Дары ненависти (Астахова, Горшкова) - страница 126

— И как? Правда, что на ощупь они похожи на змей?

— Ничуть. Женщина как женщина… И я уже отдал приказ избавиться от нее.

— О!

Что правда, то правда. Диллайн любят такие шутки Сегодня жертва смеется и танцует, и ты держишь ее за руку и обнимаешь за талию, уже точно зная — послезавтра ее не будет. Очень будоражит кровь, очень.

— Она — лишняя фигурка в этой игре, — пояснил как бы нехотя тив. — Толка никакого, только мешает: раздражает Атэлмара, вмешивается в дела острова Тэлэйт и слишком много знает о замыслах Лердена Гарби. К тому же Янамари тогда отойдет ее старшему сыну, который не шуриа, что устраивает всех.

И дама Сар вынуждена была согласиться: чем меньше шуриа, тем лучше.

Джойана Алэйа Янамари

Каждый следующий день становился длиннее и теплее предыдущего. К Санниве подкрадывалась весна. Осторожно-осторожно, словно орешниковая соня к гнезду лазоревки. Но закованная в каменную броню столица Великой Империи держала зимнюю оборону, тщательно оберегая каждую льдинку, как ролфийские князья — свои награбленные сокровища: в древних узких переулках еще кое-где лежали сугробы черного, ноздреватого снега.

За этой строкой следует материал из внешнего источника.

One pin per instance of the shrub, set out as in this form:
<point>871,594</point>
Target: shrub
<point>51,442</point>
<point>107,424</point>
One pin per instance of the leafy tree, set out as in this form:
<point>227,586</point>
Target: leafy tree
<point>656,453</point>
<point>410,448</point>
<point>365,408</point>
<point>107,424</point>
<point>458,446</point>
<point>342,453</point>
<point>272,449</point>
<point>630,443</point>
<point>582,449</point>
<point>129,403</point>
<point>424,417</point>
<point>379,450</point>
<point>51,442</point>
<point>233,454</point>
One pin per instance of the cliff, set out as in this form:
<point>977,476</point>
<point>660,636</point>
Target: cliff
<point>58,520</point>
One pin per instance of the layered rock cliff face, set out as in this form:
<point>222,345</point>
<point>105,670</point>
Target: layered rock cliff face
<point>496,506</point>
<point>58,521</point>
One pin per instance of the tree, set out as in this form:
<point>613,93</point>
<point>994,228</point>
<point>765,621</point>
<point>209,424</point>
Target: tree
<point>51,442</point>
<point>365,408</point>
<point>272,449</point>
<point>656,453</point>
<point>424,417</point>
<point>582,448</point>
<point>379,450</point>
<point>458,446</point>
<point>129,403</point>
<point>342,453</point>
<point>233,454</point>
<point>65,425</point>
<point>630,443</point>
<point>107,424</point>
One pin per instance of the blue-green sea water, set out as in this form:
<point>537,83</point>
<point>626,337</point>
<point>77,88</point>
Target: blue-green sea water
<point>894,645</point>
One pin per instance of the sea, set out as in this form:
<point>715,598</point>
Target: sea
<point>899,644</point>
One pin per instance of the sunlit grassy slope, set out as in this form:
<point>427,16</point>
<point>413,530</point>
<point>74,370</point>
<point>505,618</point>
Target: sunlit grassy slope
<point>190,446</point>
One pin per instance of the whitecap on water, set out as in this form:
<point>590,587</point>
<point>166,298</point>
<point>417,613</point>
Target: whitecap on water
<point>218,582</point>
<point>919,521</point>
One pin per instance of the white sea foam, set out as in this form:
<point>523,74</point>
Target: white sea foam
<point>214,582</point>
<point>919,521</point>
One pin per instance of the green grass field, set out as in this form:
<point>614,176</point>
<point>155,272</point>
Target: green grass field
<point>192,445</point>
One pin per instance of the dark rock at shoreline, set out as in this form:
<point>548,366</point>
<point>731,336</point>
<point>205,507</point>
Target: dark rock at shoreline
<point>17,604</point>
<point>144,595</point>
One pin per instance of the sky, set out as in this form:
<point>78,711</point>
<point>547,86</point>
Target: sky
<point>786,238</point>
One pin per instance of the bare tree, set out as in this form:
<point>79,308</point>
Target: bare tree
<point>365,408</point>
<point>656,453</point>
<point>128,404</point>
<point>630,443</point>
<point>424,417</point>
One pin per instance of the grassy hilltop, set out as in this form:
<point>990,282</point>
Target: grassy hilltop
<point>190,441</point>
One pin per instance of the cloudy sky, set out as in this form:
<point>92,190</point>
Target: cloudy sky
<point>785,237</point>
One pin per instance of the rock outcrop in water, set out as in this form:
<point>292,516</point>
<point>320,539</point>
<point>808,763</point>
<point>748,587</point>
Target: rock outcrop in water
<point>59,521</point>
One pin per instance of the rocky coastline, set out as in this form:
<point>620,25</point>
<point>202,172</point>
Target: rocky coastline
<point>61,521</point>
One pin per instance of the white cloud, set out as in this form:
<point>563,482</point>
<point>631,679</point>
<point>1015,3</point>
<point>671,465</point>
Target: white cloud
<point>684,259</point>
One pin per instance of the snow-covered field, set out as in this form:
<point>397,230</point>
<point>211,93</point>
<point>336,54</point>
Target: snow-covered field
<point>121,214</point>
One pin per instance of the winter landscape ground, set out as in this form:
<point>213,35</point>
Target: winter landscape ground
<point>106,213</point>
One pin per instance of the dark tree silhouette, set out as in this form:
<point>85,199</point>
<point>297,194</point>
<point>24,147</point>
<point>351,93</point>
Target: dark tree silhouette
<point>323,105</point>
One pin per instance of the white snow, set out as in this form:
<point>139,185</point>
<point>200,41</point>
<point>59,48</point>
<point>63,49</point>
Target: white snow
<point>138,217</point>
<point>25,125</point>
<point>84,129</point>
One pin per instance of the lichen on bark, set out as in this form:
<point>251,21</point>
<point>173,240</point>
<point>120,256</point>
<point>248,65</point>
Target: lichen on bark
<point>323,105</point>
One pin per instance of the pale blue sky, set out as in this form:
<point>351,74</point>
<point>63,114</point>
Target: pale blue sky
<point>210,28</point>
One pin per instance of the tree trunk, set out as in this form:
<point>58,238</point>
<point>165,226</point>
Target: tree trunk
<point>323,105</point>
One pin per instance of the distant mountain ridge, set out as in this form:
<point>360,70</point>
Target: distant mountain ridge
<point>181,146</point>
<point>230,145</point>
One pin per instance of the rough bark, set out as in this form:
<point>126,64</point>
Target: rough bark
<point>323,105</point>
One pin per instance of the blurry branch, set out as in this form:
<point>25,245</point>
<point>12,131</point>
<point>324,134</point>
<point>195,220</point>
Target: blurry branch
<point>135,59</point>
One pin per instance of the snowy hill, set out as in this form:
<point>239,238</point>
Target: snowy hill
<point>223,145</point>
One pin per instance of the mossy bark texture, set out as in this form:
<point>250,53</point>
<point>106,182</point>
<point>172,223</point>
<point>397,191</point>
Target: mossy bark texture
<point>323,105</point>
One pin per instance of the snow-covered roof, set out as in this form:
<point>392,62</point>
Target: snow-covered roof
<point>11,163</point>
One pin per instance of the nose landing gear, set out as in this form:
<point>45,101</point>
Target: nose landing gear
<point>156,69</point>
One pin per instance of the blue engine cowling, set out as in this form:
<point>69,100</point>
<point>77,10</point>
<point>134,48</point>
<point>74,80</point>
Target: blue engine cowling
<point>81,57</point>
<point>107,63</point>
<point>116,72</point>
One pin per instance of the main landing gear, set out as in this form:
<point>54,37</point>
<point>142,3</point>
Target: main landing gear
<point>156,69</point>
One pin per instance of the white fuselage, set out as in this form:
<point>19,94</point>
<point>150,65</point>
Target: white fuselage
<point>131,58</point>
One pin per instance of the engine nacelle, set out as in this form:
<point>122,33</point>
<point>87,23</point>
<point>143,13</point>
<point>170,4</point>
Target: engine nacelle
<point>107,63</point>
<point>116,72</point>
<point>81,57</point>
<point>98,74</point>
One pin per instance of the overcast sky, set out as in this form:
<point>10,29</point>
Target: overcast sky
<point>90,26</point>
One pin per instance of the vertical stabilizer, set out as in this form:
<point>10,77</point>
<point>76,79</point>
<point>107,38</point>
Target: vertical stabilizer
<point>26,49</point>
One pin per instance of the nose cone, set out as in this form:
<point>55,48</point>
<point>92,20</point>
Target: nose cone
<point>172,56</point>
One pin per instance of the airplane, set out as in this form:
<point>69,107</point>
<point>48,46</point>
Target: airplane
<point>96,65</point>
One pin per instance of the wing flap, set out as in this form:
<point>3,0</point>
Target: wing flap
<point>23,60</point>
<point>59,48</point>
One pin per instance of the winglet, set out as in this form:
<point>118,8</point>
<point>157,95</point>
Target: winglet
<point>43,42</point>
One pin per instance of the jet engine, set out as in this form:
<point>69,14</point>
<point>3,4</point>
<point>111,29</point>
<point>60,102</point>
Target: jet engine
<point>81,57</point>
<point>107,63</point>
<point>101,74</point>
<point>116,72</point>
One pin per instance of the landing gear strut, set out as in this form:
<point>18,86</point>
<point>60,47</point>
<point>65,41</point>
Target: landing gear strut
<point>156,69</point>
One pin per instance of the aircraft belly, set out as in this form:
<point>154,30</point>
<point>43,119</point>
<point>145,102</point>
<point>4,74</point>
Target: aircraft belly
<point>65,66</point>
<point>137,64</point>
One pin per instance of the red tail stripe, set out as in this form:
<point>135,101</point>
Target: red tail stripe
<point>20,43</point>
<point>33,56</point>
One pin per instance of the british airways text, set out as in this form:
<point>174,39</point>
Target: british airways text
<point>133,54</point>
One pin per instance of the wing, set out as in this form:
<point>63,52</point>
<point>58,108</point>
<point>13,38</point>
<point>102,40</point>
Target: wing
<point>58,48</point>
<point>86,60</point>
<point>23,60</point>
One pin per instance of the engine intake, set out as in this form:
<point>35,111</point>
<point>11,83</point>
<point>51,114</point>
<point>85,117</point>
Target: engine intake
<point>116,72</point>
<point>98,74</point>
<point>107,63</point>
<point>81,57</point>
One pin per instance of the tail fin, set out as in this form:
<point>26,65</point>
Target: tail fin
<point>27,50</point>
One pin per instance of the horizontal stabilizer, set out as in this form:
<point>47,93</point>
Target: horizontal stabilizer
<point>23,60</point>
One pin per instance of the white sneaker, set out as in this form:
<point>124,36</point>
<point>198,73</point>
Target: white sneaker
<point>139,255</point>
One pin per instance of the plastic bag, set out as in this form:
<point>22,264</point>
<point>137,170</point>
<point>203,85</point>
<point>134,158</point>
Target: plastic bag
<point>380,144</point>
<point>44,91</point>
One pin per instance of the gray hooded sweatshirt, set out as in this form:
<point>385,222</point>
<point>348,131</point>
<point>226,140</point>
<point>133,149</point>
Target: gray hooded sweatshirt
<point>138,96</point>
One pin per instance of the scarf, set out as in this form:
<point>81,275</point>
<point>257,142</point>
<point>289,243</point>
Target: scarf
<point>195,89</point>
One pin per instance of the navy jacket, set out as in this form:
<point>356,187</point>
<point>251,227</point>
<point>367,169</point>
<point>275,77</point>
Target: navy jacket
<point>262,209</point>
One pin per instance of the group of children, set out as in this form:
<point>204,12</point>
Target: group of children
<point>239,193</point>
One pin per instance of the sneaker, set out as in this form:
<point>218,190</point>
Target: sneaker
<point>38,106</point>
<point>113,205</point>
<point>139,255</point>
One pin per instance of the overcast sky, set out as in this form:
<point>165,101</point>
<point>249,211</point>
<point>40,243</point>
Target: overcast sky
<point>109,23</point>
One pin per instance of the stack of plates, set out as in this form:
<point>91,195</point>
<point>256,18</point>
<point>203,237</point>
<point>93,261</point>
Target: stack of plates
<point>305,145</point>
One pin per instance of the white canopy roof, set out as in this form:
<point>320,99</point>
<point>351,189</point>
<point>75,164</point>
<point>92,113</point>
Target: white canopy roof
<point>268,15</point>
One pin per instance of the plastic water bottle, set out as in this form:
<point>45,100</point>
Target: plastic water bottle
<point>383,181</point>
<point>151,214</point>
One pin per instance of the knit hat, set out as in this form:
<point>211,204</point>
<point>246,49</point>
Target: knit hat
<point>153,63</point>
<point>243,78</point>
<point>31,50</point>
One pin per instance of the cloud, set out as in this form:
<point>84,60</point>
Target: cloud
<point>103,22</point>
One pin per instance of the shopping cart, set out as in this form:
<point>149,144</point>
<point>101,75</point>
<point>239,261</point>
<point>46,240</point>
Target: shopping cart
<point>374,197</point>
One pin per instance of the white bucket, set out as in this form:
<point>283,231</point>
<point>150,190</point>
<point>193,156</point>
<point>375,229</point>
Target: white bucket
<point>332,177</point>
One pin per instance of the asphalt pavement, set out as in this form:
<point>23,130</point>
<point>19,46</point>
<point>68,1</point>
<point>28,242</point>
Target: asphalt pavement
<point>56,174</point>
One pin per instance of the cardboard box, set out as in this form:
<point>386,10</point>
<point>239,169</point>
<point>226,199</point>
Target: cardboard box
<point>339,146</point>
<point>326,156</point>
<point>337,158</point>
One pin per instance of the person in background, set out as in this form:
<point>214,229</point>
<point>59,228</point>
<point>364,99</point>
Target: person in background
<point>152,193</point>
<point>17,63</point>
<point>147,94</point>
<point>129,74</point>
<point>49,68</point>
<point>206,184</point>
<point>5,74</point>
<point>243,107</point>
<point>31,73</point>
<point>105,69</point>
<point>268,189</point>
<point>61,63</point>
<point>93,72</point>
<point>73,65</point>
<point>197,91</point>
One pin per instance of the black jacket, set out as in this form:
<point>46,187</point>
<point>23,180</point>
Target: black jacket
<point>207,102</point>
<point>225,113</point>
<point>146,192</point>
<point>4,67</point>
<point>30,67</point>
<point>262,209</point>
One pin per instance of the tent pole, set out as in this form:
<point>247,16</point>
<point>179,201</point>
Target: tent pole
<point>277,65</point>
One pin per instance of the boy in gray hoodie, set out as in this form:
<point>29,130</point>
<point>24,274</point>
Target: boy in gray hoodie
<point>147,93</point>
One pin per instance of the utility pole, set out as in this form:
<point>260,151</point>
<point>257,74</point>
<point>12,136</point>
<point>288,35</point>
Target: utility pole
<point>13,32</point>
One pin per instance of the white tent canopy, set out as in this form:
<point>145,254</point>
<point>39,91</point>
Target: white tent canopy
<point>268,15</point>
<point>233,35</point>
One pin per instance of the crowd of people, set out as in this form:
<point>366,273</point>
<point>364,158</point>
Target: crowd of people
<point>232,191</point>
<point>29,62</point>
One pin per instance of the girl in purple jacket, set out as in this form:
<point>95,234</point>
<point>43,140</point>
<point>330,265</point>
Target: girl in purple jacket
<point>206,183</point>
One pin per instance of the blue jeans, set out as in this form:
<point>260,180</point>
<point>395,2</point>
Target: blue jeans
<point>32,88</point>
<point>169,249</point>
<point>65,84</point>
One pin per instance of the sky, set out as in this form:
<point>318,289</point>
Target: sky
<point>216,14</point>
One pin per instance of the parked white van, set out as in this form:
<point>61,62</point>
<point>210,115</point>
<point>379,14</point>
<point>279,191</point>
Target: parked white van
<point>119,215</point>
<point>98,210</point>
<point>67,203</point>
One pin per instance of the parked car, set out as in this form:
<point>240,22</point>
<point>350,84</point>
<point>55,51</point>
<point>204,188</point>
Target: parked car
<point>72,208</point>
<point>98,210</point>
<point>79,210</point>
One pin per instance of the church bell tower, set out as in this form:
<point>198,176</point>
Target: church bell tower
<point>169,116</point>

Прятались от солнечных лучей призраки мертвых и забытых, и, напротив, оживали природные духи. Выезжая на прогулку в Императорский Цветочный парк, Джона чуяла незримое присутствие духа Валмиры — озера, на берегах которого расположилась столица Синтафа. Недаром на древнем гербе города изображалась дева с серебряной чашей, наполненной голубой водой. Все аллеи знаменитого на полмира парка вели к набережной с ее клумбами, статуями и экзотическими пальмами в кадках. Здесь же торговали жареными орешками и горячей кадфой, чтобы гуляющие могли «заморить червячка» прямо на ходу. К счастью и удовольствию Джоны, ранним утром таковых в парке не наблюдалось, поэтому, проезжая верхом по широкой аллее и болтая о светских пустяках с одним из женихов — Хилдебером Рондом, она чувствовала легчайшие и нежнейшие прикосновения, похожие на дуновение ветерка Шуриа видела мерцающий туман над землей и слышала тихие ласковые голоса. Это пробуждалась от зимнего сна земля Джезима — земля проклятых. И те же соки, коими наливались почки деревьев, текли в крови у Джойаны Алэйи. Бледнеющий зимой рисунок на коже живота — цветок-змея — стал ярким и отчетливым, словно вокруг пупка женщины свернулась кольцом золотисто-зеленая химерная тварь. Каждая чешуйка видна, каждая прожилка. Он, этот рисунок, появляется в детстве, пока шуриа спит летаргическим сном, и становится знаком посвящения одной из стихий. Так Джезим метит своих обреченных детей, чтобы те из них, кто носит на теле змею-цветок, могли воззвать к любой другой стихии, кроме самой Земли. Ибо они сами и есть Земля.